Society has it all wrong and gives us terrible advice.

  1. society encourage us to stay uneducated and let romance be our guide
  2. society places a stigma on intelligently expanding our search for potential partners. our current opportunities wins over our preferences. people end up picking from the whatever pool options they have. So the suggestion is to broaden the candidate pool by doing a lot of online dating, speed dating and other systems, instead of hoping for the dumb luck.
  3. society rushes us.

several unhappy relationships

  • overly romantic. he repeatedly ignores the little voice during the constant fight, shutting down the voice with thoughts like “everything happens for a reason”, “I’m totally in love with her, and that’s all that matters”
  • fear driven. fear of being the last single friend, fear of being an older parent, fear of being judged or talked about, which lead us to settle for a not-so-great partnership. However, the only rational fear we should fee is the fear of spending the 2/3 of life unhappily.
  • Externally- influenced. It may look great from the outside, but not actually great from the inside. He listens to others over his own gut and ties the knot.
  • Shallow. A strongly ego-driven person is more concerned with the on-paper description of her life partner than the inner personality beneath it.
  • Selfish. Wants to keep her single life and the benefit of having someone. Self-absorbed without returning anything. never compromise.

What makes a happy life partnership?

To succeed at something big, is to break it into its tinniest pieces and focus on how to succeed at just one piece.
Marriage isn’t the honeymoon, isn’t Valentine’s Day. It’s Forgettable Wednesday

Traffic Test

why they’re my friends?
I enjoy spending time with them!
If you stuck in a traffic, who do you want to spend time with?
The ability to extract fun out of unfun situations.
A respect for each other’s brains and way of thinking. If you don’t respect the way someone thinks, you’re not going to want to tell them your thoughts on work each day, or on anything else interesting that pops into your head, because you won’t care that much what they have to say about it.
A decent number of common interests, activities and people-preferences.
In such friendship, you have endless room to deepen and grow richer.

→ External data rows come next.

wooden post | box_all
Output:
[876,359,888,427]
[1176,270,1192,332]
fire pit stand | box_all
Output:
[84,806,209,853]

Most comfortable position in a chair for 12 hours

You know even the slightest bit of discomfort would grow to pain and eventually, torture.
  • secrets are poison to a relationship, because they build an invisible wall.
  • If I am with someone with a different wavelength, I soon becomes exhausted.
  • Human have flaws. The worst fates would be to spend most of your life being criticized for your flaws.
  • John Gottman,
    positive/negative interaction should be at least 5:1

Expect to put great effort in relationship

  1. learn the good, consistent communication style
  2. Mental equality. If one person dictates the mood, needs or opinions over others, in a way they’d need stand for being treated themselve, it’s not going to last long.
  3. Every relationship is flaw, don’t make things even harder than they need to be.